I nodded trying to mask my disgust at the place.
Giving me another searching look he said "Follow me then"
We reached the eighth floor of the building and Mr Jenks motioned to a battered door about halfway along the landing. I opened it and walked inside. It was just one open plan space that was about the size of bedroom at home. There was a tiny, disgusting kitchenette in the corner of the room with a bed opposite the door. On the left there was a sofa with most of its springs missing and a coffee table. I noticed a light patch on the wall paper where there had once been a TV. There was one small dirty window above the bed and a thin plasterboard partition next to the bed that I guessed held the bathroom.
"So what'd you think" Mr Jenks' gruff voice behind me pulled me out of my thoughts and I turned to face him.
"It's great I'll take it" I said feigning enthusiasm.
He studied the apartment, probably looking for left-over's from the previous tenant before answering "I need the first months rent upfront and from then it will be due on the first of every month. If you want to move out I need a month's notice. Oh and no pets." He added as an afterthought.
I scrambled around in the bag I had hanging on my shoulder until there was a wad of notes in my hand. I counted out one month's rent in to Mr Jenks' hand before making a mental note of everything I would need from home and walking out of the building. Considering it was to be my new home it probably wasn't good that it felt like I hadn't been able to breathe properly the entire time I was in there. Pushing this out of my head I quickly strode off in the direction of my house barely noticing as the grey streets of Meadowview melted into the pastel colours of my old neighbourhood.
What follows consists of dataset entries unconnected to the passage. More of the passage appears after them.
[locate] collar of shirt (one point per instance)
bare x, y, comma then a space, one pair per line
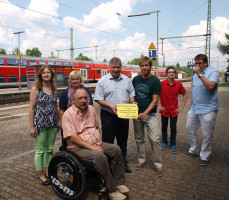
111, 77
167, 82
79, 112
206, 70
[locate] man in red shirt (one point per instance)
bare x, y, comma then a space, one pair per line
169, 106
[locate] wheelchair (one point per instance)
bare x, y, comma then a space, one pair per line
68, 174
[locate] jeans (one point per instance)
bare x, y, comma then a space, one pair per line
112, 172
112, 127
173, 129
150, 123
207, 122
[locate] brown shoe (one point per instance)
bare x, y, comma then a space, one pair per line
140, 165
122, 189
116, 196
160, 172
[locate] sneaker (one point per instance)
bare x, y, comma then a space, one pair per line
204, 162
116, 195
163, 146
122, 189
173, 149
140, 165
188, 154
160, 172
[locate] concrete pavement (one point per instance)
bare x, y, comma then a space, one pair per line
183, 178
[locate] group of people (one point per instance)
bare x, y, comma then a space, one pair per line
81, 125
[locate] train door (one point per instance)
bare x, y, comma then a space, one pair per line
104, 72
84, 74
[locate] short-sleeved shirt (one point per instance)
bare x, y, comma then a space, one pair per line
169, 97
63, 101
145, 89
85, 126
114, 91
204, 100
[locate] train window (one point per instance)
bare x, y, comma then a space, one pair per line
50, 62
23, 78
1, 62
23, 62
12, 79
32, 62
12, 61
2, 79
41, 62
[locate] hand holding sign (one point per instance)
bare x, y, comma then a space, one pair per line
127, 111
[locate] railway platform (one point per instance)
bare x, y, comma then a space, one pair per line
14, 95
183, 179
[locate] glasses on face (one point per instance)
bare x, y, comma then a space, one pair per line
199, 63
147, 65
47, 72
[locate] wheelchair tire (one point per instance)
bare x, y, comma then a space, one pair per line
66, 175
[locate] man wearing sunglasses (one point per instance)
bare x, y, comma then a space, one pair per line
204, 108
169, 108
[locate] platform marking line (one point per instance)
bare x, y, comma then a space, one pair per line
22, 154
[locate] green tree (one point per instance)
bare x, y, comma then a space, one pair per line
35, 52
2, 51
83, 57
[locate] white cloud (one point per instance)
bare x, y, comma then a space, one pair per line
48, 7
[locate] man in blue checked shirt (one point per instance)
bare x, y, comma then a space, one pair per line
112, 89
203, 110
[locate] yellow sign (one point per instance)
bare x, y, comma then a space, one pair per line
127, 111
151, 46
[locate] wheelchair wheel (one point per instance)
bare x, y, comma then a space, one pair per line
66, 175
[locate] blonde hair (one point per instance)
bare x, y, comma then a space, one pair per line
38, 83
75, 73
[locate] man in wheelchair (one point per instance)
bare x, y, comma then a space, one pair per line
83, 136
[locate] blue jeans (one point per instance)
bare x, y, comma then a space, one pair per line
150, 123
173, 129
113, 126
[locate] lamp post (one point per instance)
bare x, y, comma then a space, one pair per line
191, 65
157, 11
19, 56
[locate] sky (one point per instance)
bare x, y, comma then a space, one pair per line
104, 28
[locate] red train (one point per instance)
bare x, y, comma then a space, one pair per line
90, 70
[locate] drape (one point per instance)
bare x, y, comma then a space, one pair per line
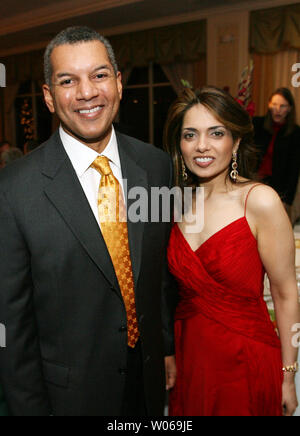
180, 43
275, 29
10, 94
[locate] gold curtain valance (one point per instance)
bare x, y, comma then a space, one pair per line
181, 43
23, 67
275, 29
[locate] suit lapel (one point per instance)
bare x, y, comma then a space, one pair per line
64, 191
135, 176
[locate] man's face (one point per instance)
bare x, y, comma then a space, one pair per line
85, 92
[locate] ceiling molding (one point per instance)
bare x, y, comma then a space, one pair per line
57, 12
243, 6
160, 22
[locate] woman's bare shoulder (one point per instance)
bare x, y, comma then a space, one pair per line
263, 201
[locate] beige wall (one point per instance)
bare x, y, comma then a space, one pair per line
227, 49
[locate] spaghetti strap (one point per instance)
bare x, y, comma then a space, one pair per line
252, 187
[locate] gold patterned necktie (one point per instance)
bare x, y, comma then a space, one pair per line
112, 215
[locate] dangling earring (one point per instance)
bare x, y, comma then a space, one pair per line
234, 173
184, 173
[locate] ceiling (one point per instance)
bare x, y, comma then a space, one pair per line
31, 24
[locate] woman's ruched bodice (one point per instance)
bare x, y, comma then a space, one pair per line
224, 335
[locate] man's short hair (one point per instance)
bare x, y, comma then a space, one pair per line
76, 35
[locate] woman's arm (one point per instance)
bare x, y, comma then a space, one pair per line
276, 246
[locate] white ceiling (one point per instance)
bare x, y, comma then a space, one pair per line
30, 24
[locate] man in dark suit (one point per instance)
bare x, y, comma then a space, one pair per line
67, 348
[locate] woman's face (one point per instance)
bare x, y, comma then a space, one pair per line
206, 144
280, 108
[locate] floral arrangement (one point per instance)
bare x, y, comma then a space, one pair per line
244, 97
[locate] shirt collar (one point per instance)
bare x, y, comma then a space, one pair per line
83, 156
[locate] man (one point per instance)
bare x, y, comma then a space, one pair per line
74, 347
9, 156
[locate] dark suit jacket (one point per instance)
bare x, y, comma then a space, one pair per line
59, 296
286, 158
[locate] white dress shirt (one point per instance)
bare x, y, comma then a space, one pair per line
82, 157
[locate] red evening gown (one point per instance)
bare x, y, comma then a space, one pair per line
227, 351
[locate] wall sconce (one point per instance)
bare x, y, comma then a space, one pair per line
227, 39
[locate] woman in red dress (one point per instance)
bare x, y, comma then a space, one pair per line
230, 361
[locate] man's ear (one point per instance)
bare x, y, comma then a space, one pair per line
120, 85
48, 98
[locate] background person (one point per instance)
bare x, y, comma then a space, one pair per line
278, 137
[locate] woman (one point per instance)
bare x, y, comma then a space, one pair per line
229, 359
278, 137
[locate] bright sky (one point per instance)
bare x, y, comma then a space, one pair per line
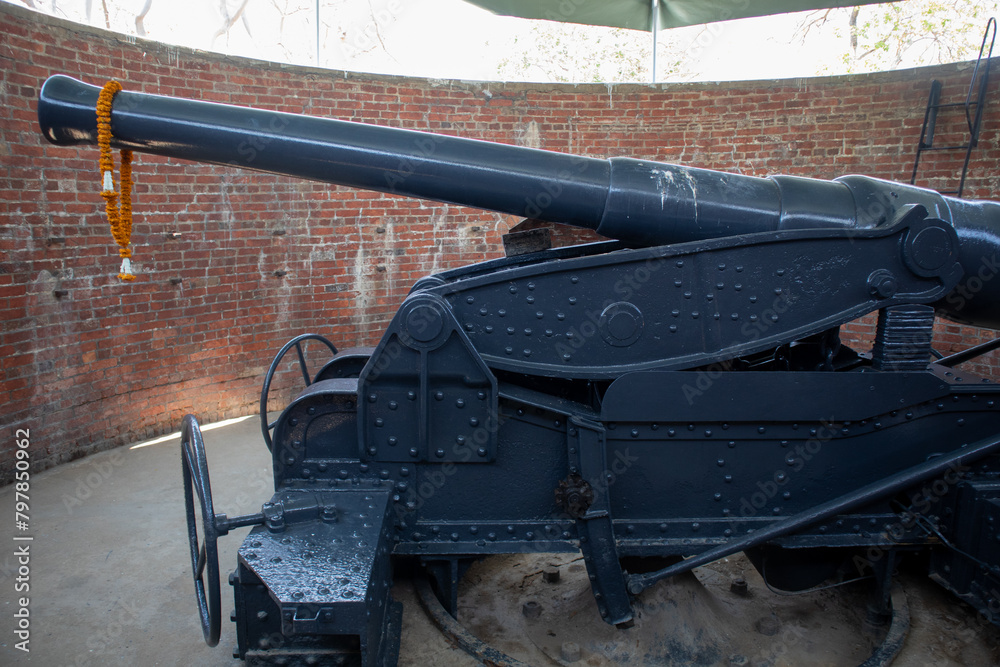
452, 39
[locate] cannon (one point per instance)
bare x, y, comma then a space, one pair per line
657, 401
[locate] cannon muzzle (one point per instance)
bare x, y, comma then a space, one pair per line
640, 202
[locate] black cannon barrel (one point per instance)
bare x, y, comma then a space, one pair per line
640, 202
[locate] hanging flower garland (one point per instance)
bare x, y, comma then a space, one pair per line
120, 218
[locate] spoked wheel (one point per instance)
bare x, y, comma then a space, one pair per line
204, 554
265, 428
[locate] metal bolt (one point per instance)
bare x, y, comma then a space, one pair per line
531, 609
569, 651
768, 626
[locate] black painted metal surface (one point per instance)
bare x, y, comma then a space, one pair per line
644, 203
681, 393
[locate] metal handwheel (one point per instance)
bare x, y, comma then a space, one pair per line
265, 428
204, 555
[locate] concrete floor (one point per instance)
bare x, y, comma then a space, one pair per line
111, 580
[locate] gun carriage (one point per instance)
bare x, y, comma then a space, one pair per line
679, 392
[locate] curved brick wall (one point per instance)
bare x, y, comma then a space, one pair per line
90, 363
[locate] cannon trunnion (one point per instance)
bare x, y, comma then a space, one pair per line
680, 393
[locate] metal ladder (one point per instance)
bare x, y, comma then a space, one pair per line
973, 119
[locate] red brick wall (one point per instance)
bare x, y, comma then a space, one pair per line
106, 363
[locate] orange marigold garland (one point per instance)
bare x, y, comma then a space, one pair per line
119, 217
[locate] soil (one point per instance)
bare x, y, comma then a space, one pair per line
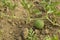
17, 29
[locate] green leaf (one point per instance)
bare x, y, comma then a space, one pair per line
55, 37
47, 38
39, 24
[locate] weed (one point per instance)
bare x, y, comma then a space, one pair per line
48, 6
9, 4
54, 37
31, 35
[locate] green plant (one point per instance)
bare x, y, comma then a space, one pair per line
31, 35
9, 4
39, 24
54, 37
47, 38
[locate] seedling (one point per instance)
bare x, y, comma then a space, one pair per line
39, 24
48, 6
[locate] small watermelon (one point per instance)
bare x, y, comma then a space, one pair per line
39, 24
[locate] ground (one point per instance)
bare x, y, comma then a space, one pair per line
17, 29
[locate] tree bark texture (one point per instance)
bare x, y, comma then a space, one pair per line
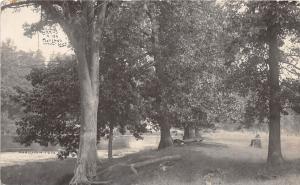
165, 134
85, 37
274, 148
189, 132
110, 141
197, 132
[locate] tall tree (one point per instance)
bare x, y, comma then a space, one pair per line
259, 29
82, 21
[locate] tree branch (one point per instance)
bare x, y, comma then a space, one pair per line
290, 64
20, 4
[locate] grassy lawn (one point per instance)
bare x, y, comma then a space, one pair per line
224, 158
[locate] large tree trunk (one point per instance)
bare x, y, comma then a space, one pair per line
186, 132
274, 150
86, 46
110, 141
189, 132
165, 135
197, 132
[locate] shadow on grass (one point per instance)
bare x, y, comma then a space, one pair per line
37, 173
193, 165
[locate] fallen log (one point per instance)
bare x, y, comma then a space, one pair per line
133, 167
151, 161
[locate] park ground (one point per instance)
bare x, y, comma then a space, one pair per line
223, 158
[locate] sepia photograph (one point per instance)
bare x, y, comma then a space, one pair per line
150, 92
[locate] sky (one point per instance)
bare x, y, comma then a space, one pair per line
12, 28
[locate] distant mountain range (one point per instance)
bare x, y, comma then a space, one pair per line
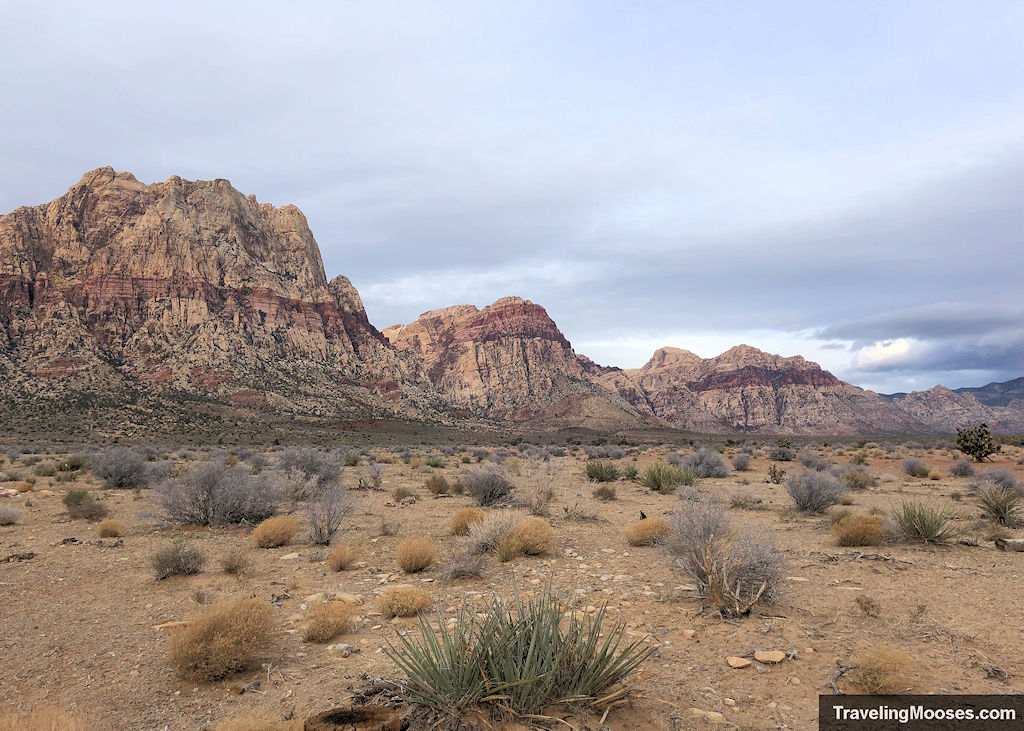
127, 301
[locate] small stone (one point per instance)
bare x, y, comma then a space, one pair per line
769, 656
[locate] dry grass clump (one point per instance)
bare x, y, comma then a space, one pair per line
415, 554
402, 601
42, 718
275, 531
341, 557
646, 532
436, 484
177, 560
235, 562
327, 620
881, 669
222, 641
858, 529
460, 523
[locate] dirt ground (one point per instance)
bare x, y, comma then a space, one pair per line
79, 617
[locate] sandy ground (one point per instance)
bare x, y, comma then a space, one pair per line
79, 617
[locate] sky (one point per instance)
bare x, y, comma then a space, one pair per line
843, 181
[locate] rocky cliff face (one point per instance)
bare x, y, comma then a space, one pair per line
749, 390
511, 361
185, 287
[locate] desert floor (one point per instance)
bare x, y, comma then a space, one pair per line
80, 617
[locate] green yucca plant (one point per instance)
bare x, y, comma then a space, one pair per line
919, 522
665, 478
599, 471
1001, 505
517, 659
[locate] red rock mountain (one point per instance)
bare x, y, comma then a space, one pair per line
186, 288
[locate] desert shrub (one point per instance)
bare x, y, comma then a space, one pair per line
646, 531
120, 467
341, 557
223, 640
601, 471
402, 601
325, 511
178, 559
662, 478
976, 442
856, 478
111, 528
212, 493
320, 466
41, 719
881, 669
486, 486
962, 468
858, 529
464, 517
463, 565
415, 554
81, 505
436, 484
518, 658
1001, 505
707, 463
916, 521
915, 467
275, 531
327, 620
532, 536
1003, 477
484, 535
814, 491
732, 568
235, 562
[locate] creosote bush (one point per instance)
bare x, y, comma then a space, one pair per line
327, 620
223, 640
463, 518
111, 528
814, 491
275, 531
518, 659
178, 559
881, 669
341, 557
858, 529
402, 601
733, 568
416, 554
647, 531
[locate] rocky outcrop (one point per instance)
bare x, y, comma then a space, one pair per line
509, 360
189, 288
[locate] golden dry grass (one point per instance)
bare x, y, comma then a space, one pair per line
402, 601
111, 528
858, 529
646, 532
464, 517
341, 557
223, 640
41, 719
328, 620
275, 531
415, 554
881, 669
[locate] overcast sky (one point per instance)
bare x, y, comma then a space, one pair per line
839, 180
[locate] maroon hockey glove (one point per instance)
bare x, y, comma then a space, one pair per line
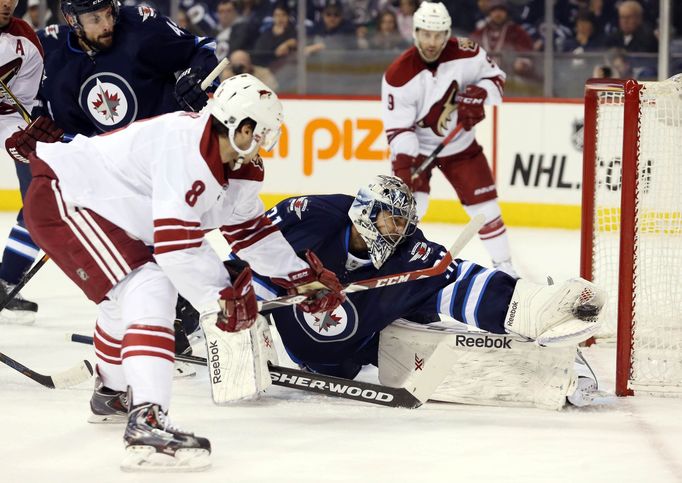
239, 304
326, 290
403, 167
470, 106
23, 142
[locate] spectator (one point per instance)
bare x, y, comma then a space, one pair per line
387, 36
278, 41
32, 15
501, 35
227, 19
404, 14
240, 63
587, 38
633, 34
333, 32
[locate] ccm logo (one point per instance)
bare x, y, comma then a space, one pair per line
392, 280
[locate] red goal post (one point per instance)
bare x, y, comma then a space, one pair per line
631, 238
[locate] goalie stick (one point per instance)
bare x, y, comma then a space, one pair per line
61, 380
367, 392
467, 233
432, 157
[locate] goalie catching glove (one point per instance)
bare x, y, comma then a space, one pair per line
323, 287
555, 315
470, 106
23, 142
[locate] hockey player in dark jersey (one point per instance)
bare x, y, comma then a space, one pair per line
375, 234
110, 66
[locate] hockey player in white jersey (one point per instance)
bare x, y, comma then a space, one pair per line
426, 93
96, 205
21, 66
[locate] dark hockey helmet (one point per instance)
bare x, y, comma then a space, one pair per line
71, 9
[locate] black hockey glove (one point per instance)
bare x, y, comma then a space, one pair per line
188, 90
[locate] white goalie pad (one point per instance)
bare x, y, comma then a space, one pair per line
238, 361
475, 367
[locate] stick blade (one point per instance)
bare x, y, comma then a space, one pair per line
74, 376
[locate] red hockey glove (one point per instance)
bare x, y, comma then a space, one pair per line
470, 106
325, 288
238, 302
23, 142
403, 166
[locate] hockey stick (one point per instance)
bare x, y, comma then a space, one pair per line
5, 90
395, 397
467, 233
61, 380
24, 280
432, 157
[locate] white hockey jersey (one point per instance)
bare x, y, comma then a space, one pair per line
418, 99
21, 68
162, 181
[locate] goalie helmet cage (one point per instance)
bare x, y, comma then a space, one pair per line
631, 239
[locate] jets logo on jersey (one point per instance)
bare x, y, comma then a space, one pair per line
298, 206
335, 326
108, 100
146, 12
420, 251
440, 114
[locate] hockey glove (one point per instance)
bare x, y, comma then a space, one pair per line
323, 286
403, 167
238, 303
188, 90
470, 106
23, 142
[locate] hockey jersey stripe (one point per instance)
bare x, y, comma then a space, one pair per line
100, 259
256, 237
174, 222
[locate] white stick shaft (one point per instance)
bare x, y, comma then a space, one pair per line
214, 73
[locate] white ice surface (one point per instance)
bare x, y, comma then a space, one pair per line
291, 436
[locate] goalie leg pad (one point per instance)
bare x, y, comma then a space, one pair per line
238, 361
555, 315
482, 368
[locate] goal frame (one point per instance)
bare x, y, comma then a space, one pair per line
629, 169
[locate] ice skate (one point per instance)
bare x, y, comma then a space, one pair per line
587, 391
506, 267
107, 405
154, 444
18, 310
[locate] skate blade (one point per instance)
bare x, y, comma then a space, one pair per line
146, 458
108, 418
183, 369
18, 317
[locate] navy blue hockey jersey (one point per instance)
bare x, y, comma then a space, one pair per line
341, 341
133, 79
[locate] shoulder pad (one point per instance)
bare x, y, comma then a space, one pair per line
405, 68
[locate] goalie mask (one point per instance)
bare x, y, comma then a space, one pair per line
245, 97
384, 213
71, 9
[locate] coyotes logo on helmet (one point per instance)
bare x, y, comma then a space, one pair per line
440, 113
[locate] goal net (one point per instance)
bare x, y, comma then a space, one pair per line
631, 241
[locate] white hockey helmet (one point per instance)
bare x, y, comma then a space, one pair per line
431, 16
241, 97
391, 195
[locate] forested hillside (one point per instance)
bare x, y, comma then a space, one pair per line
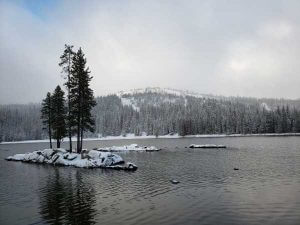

I looked around my room one last time and checked that all of the possessions I cared about were in one on the two suitcases at my feet. I surprised me how few of the items in my room actually made the cut. Most of my clothes were in the smaller of the two suitcases and the larger one held most of the contents of the fridge as well as the few possessions I actually cared about. I walked over to my bed and pulled the drawer out of the bedside table. There was the usual collection of useless junk but taped to the back of it was a wad of notes that represented all of my savings form the last three years. Tucking this into me jeans pocket I walked out of my room for the last time.
Seconds later I stood at the heavy oak door of my Dad's study. My bags were in the hall way near the door so I could escape quickly if I needed to. Raising a shaking hand I knocked on the door.
"Come in" My father replied sharply and I obliged, pushing the door open and stepping in the luxurious airy space.
As I closed the door behind me my father looked up from the papers on his desk, his expression hardening as he saw me.
"Ah, Persephone" He said in a cold tone as he put the papers that were on his desk in a drawer before looking back at me. "Have you thought any more about our discussion last night?" He asked following me with his cold eyed as I moved from the door to stand in front of his desk.
"Yes" I said uncertainly "That's what I am here about actually"
"So you have your answer?" He prompted. I took a moment to consider how to phrase what I was about to say. Closing my eyes I imagined Callum; his grey eyes staring into mine, his soft lips caressing my body. Then a mental image of our baby interrupted with a perfect balance between me and Callum, my eyes, his nose and the perfect balance of beige skin that covered their tiny body. Taking a deep breath I opened my eyes again and saw that my father was still staring at me expectantly.
"I'm going to have an abortion" I could see I had his full attention now "I have found a flat and I am ready to move in there immediately. But, in return, I don't just want you to let Callum off the death penalty" I had to stop then as the thought of Callum being killed made a physical lump form in my chest and my hands shake. I clenched my shaking fists and looked up at my Father who was still looking expectantly at me. "I want you to drop the charges" as I was still looking at his face I saw the moment's pain this statement caused him before he masked it with his Politian face.